J'avais lu la nouvelle à l'origine de cette BD qui date des années 90 (ou fin 80 peut être) dans l'excellentissime magasine Kaboom et j'avais beaucoup apprécié. Le concept est d'une simplicité redoutable : illustrer un lieu à travers un unique plan (un angle de mur qui délimite l'espace en deux parties égales) sous différentes époques. Sauf qu'au lieu de se faire succéder les époques au fil des cases, l'auteur a la brillante idée de les "superposer" (le terme est un peu maladroit mais je n'en trouve pas d'autre..) dans une seule planche. C'est-à-dire que par exemple, les délimitations de la case vont représenter l'année 1910, mais d'autres petites cases à l'intérieur même de la plus grande vont représenter 1972, 2145, etc. tout en gardant les mêmes échelles visuelles. On a donc un peu l'impression d'observer un lieu à différentes époques à travers de petites fenêtres.
Dans sa nouvelle, McGuire exploite son idée sur quelques pages et j'avais trouvé cela excellent. L'idée était vraiment originale et fonctionnait très bien. Or, il décide, 25 ans après, de développer cette idée cette fois sur plus de 300 pages. Et c'est là que le bât blesse : c'est trop, beaucoup trop. En fait, le problème ne réside pas tant dans la longueur elle-même, mais dans le manque de renouvellement de son "récit". En effet, pour que sa BD ne s'arrête pas simplement à un bon concept, McGuire tente de jouer sur différents éléments pour nous donner une interprétation du temps, de l'espace, de notre rapport à celui-ci ou encore d'une certaine vanité dans l'entreprise humaine (je me permets une petite analyse pompeuse, vous m'excuserez). Pour cela, il joue sur le rythme de lecture, en multipliant ou diminuant le nombre de fenêtre temporelle, sur les répétions, les croisements entre différentes scénettes illustrant les banalités propres à chaque époques, les nuances graphiques et j'en oublie surement d'autre, plus subtiles.
Malheureusement, là où ce système fonctionnait sur une dizaine de pages en 1990, il s'épuise extrêmement vite dans l'énorme pavé (j'insiste, 300 pages, c'est long) en 2015. Pourtant, on trouve régulièrement des choses très bien pensées, il y a beaucoup de subtilité dans cette oeuvre aux abords presque simplistes, et puis les pages s'enchaînent vite. Mais malgré tout, j'avoue avoir plusieurs fois regardé où j'en étais, car passé l'émerveillement du début, je me suis vite lassé. Le rythme est trop inégal d'une part, et d'autre part le graphisme est à mes yeux beaucoup trop limité. Je ne connais pas le travail de McGuire, mais il est apparemment un peu touche à tout (graphiste, designer, illustrateur,..) et je ne peux pas lui nier des qualités créatives et parfois véritablement esthétiques, mais j'y suis hélas la plupart du temps peu sensible. De manières générales son style est peu précis, et si ça permet dans Ici de créer une certaine distance, comme une forme d'uniformité, de standardisation dans son illustration du temps et du monde qui est assez efficace, je m'en lasse beaucoup trop vite. Ses représentations du passé et du futur (encore plus) me semble peu inspirées, et je ne trouve pas sa palette de couleurs très belle. Bref, pour une BD assez contemplative, c'est problématique.

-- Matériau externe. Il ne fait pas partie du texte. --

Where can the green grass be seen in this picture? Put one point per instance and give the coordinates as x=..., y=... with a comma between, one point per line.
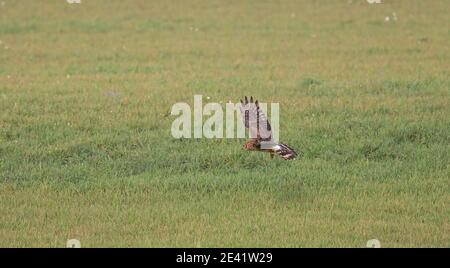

Lorsque j'ai appris que c'était cette BD qui avait été récompensée du fauve d'or à Angoulême cette année, j'ai été assez motivé de mettre la main dessus. J'avais aimé la nouvelle et je me suis dit que l'auteur avait donc réussi à reprendre son idée originelle avec brio en la développant sur un format plus long. Finalement, je constate que c'est le résultat inverse, et je pense que c'est plus le concept que la BD en tant que tel qui a été récompensée. Il y a aussi, à mon avis, le désir de vouloir élever la bande dessinée à son véritable rang, c'est-à-dire celui d'un art à part entière - et non plus un simple divertissement pour la jeunesse ou pour adultes immatures, comme il persiste encore à être considéré par une majorité - et donc de désigner des œuvres particulièrement originales et intellectuelle, même si elles sont inabouties. Car c'est bien ce qu'est Ici : une oeuvre originale, dans son sens premier, mais qui loupe le statut de chef-d'oeuvre car elle ne réussit pas à dépasser le stade du concept.